It is the rule in Texas that the terms of said Art. 5160 are by law incorporated in and become part of all bonds executed by a general contractor and furnished by him in connection with the construction of public works or public buildings for the state, county, school district or municipalities whether or not such article is mentioned, referred to or incorporated in such bond. Aetna Casualty & Surety Co. v. Hawn, 128 Tex. 296, 97 S.W.2d 460; Massachusetts Bonding & Ins. Co. v. City of Grapeland, Tex.Civ.App., 148 S.W.2d 1006, modified in other respects in 139 Tex. 310, 162 S.W.2d 657.

While it can be seen that such statute provides for a bond that shall protect whoever furnishes labor or material for the construction of public buildings, such statute also provides what must be done by the claimants in order to bring themselves under the protection of any such bond. Strict compliance with such requirements is essential to recovery on the bond for the labor or material. Union Indemnity Co. v. Rockwell, Tex.Com.App., 57 S.W.2d 90; Indemnity Ins. Co. of North America v. South Texas Lumber Co., Tex.Com.App., 29 S.W.2d 1009.

We hold that the trial court properly denied recovery by appellants against the appellee Indemnity Insurance Company of North America for the reason that neither complied with the requirements as set out in said Art. 5160. Appellant United Tile Company does not even contend that it complied with the requirements, but maintains that they are entitled to recover under said bond as a common-law obligation *438 for the reason that since the bond was made payable to the Kermit Independent School District and the laborers and materialmen, that it had as much right to sue under said bond as Kermit Independent School District. This is not the law. It has repeatedly been held that where a bond is given in compliance with Art. 5160 that the furnishers of material and labor must comply with the requirements arising from such statute, even though the bond is broader than required by the statute, and even though it be a common-law obligation. Indemnity Ins. Co. of North America v. South Texas Lumber Co., Tex.Com. App., supra; Fidelity & Deposit Co. v. Big Three Welding Equipment Co., 151 Tex. 278, 249 S.W.2d 183

Appellant Architectural Stone Company maintains that it did comply with the requirements in that it filed a statement of its claim with the County Clerk of Winkler County, Texas, within ninety days after the last delivery of material which it had agreed to furnish the contractor for the construction of the building. The claim filed by appellant Architectural Stone Company does not show to have been properly itemized. As shown above, that part of the claim purporting to itemize the material merely states that an amount of stone was delivered at certain dates and the amounts set opposite each item remained due and unpaid. Nowhere does said claim state the amount of stone delivered, nor is the price per unit of material given. It has been held that such itemization is insufficient. Trinity Universal Ins. Co. v. Woitaske, Tex.Civ.App., 148 S.W.2d 235, (wr. dis. judgment correct); Harden v. McCarthy, Tex.Civ.App., 55 S.W.2d 1099, (wr. dis.).

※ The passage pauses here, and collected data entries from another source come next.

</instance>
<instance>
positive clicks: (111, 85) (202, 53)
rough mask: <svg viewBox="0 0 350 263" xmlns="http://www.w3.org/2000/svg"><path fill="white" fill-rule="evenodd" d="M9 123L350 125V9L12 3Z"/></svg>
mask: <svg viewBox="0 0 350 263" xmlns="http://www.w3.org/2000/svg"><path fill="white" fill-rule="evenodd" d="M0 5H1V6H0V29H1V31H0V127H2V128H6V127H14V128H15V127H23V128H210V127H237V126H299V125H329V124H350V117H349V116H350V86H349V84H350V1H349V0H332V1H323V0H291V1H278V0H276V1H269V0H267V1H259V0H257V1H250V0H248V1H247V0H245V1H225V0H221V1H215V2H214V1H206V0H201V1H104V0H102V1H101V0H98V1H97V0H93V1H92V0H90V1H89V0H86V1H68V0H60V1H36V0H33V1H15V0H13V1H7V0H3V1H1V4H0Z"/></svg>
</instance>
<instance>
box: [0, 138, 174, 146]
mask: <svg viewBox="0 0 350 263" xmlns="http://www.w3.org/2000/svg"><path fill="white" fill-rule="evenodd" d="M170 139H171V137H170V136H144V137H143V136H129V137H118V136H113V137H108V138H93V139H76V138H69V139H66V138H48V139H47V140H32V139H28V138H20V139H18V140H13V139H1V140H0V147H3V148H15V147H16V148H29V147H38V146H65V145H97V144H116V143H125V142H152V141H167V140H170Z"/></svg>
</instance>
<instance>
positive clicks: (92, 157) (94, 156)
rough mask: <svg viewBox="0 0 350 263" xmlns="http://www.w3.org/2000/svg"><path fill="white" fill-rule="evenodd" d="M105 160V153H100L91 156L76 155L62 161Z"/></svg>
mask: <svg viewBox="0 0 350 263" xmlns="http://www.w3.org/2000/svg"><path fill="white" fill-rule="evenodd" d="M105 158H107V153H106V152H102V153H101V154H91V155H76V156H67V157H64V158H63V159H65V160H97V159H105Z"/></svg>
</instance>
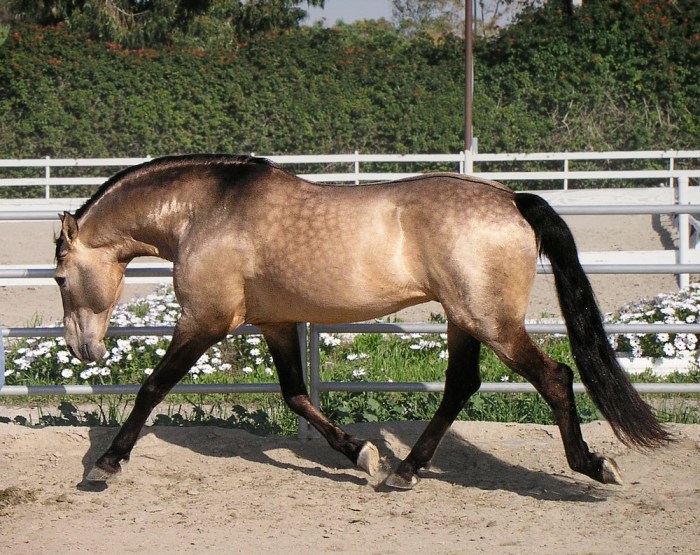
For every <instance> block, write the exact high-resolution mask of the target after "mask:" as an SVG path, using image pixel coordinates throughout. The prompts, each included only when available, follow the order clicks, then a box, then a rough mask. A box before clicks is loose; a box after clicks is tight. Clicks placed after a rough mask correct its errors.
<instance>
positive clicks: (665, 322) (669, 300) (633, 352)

The claim filed by appellant is further defective in that it was not properly verified. The affidavit attached to said claim did not contain the statement "that the prices charged were just and reasonable" or equivalent words. The Supreme Court in Detroit Fidelity & Surety Co. v. State, 124 Tex. 145, 76 S.W.2d 492, has held that such omission was fatal to a recovery against the surety.

We likewise hold that neither of the appellants can recover of Kermit Independent School District by virtue of Articles 5472a and 5472b V.A.C.S. Appellants contend that they should recover against the Kermit Independent School District because said district continued to make progress payments to the general contractor on architect's certificates as the work progressed, after notice had been given the school district that the appellants held unpaid claims against the general contractor. Also they contend that Kermit Independent School District became liable to pay claims of appellants when all the amount retained by the school district was applied to the cost of the completion of the contract. Art. 5472a provides:

"Lien for material furnished public contractor. That any person, firm or corporation, or trust estate, furnishing any material, apparatus, fixtures, machinery or labor to any contractor for any public improvements in this State, shall have a lien on the moneys, or bonds, or warrants, due or to become due to such contractors for such improvements; provided, such person, firm, corporation, or stock association, shall, before any payment is made to such contractor, notify in writing the officials of the State, county, town or municipality whose duty it is to pay such contractor of his claim."

Art. 5472b, V.A.C.S. provides as follows:

"Retention of funds. That no public official, when so notified in writing, shall pay all of said moneys, bonds or warrants, due said contractor, but shall retain enough of said moneys, bonds or warrants to pay said claim, in case it is established by judgment in a court of proper jurisdiction."

The record shows that the appellee Kermit Independent School District at all times had more than a sufficient amount of money to pay the claims of appellants up until the time the contract with the contractor was cancelled. From a reading of Art. 5472b it is plainly seen that it was not contemplated *439 that the owner would not pay out any money to the contractor after receiving notice, but was only required to retain enough money to take care of the claims. However, in this particular case, the point becomes immaterial since the school district was required to expend not only the $119,000 remaining on hand at the time of the cancellation of the contract, but had to spend some $60,000 more in order to complete the buildings according to the contract. It was held in Republic National Bank & Trust Co. v. Massachusetts Bonding & Ins. Co., 5 Cir., 68 F.2d 445, at page 448, that the effect of Art. 5472a was to create a sort of statutory garnishment and that the owner as garnishee would be liable to the furnisher of labor and material as garnishor only as the owner would be liable to the general contractor at the completion of the contract. In other words, the Kermit Independent School District was entitled to complete this building according to the contract, and expend if necessary all the money not paid to the contractor, toward the cost of completion. A case almost exactly in point with this is the case of City of Dallas v. Conley, Lott, Nichols Machinery Co., Tex.Civ.App., 172 S.W.2d 989 (wr. dis.). When this contract was completed the Kermit Independent School District did not owe the Ryan Construction Company one penny, consequently the appellants cannot recover anything from the appellee, Kermit Independent School District.

In view of such holding it becomes unnecessary for us to pass on the sufficiency of the notices of claims given by the appellants to Kermit Independent School District.

There is one further contention made by appellants, that since the school District was forced to use up all the money due to be paid by it under the contract in order to complete the buildings, then the Surety should be made to respond on its bond to claimants who had complied with Article 5472a. Such contention is wholly without merit. Such Article nowhere places any greater responsibility on the bonding company, nor does it anywhere enlarge its liability over that fixed in Art. 5160. Neither does Art. 5472a diminish, or relieve claimants of any of the requirements they must meet under Art. 5160 in order to bring themselves under the protection of the bond. The fact that the general contractor becomes bankrupt and the contract cannot be completed within the contract price does not alter the situation. If one elects not to comply with the requirements in Art. 5160 but relies solely on Art. 5472a, then he must run the risk of there being enough money left over, when the contract is finished, to pay his claim.

The judgment of the trial court is in all things affirmed.